John’s unemployment lasted some time, and since Vic now had a job, he often would leave one of the spaces in front of his home vacant and John would park his truck there. For some reason, leaving it there gave him some weird kind of pleasure. John loved to open the curtains and see Vic’s car parked in the driveway in front of his garage. He loved imagining Vic and Helen living their lives looking out their front window, miserable without one of their parking places.

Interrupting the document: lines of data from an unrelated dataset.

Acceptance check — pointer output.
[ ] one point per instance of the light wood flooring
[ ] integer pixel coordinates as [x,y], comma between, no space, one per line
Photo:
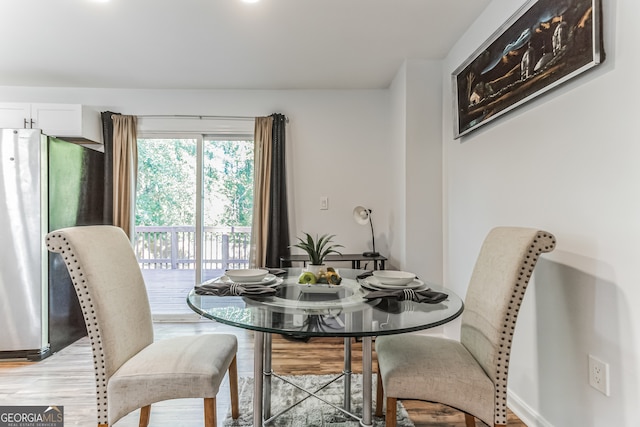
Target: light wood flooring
[66,378]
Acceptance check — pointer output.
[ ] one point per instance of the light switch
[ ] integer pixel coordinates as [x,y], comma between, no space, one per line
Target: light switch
[324,203]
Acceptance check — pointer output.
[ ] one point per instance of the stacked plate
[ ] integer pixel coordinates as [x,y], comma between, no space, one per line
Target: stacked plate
[267,280]
[378,282]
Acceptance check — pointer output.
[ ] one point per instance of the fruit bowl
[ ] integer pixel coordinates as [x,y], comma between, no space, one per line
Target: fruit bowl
[394,277]
[247,274]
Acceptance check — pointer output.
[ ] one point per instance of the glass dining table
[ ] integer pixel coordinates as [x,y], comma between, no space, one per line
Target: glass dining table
[323,310]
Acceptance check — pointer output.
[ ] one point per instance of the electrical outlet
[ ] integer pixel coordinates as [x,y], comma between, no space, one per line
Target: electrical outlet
[599,375]
[324,203]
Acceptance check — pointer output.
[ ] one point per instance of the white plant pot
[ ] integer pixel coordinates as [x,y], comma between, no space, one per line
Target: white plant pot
[316,269]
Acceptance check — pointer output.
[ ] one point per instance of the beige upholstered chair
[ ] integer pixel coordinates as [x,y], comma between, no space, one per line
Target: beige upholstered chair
[132,371]
[470,374]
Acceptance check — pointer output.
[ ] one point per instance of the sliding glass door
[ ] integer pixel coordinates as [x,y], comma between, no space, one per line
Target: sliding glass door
[193,214]
[228,204]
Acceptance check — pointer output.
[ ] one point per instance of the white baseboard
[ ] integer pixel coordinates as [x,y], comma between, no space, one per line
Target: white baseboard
[526,414]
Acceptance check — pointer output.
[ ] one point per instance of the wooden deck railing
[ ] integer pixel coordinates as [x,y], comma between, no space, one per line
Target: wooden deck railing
[175,247]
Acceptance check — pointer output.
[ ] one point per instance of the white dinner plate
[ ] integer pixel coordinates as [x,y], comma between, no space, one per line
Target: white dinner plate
[269,280]
[374,284]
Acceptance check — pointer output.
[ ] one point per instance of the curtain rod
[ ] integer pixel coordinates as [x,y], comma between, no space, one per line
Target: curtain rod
[200,117]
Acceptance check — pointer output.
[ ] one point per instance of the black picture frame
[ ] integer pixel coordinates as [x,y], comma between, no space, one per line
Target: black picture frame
[545,43]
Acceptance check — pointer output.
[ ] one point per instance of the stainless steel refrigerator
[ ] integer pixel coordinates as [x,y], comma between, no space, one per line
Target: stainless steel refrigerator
[45,184]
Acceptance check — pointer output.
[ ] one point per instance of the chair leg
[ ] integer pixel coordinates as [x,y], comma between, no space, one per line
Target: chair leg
[379,395]
[210,412]
[233,385]
[390,417]
[145,415]
[469,420]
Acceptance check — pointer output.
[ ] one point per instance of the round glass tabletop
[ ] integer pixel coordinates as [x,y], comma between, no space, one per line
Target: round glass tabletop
[327,310]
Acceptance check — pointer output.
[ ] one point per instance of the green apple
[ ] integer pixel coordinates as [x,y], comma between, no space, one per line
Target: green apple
[307,277]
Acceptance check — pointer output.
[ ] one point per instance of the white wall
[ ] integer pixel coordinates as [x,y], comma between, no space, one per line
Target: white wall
[416,218]
[567,163]
[338,143]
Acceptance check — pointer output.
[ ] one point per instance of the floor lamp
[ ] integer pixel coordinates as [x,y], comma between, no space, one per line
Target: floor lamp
[362,216]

One Sunday morning John and Maria were forced to take his truck because he was getting the radiator in her car boiled out. John didn’t want to, but Maria was insistent.

“You’re obsessed!” she told him. “You can’t do anything without thinking about that parking place!”

He’s the one that’s obsessed!”

“Well, you’re as bad as him now.”

“Okay, okay,” he conceded. “It’s just that it’s not fair. I just hate giving it to him. I hate knowing he’s gonna jump out of his house and move that car.”

“We have to take the truck, John.”

And it wasn’t long after that John was loading his truck for the last time with their belongings. They were moving. Though John’s employment outlook had improved and Maria had taken a job as a bank teller, they decided it would be better for them in a different neighborhood.

“Well,” said John to Vic. “Guess that’s it. I guess we’ll see you around.”

Vic, who’d quit his job, was watering the lush plants and colorful flowers in front of his duplex, the ones that almost reached over and kissed his two cars.

“Sure thing,” said Vic. “We’ll keep in touch.”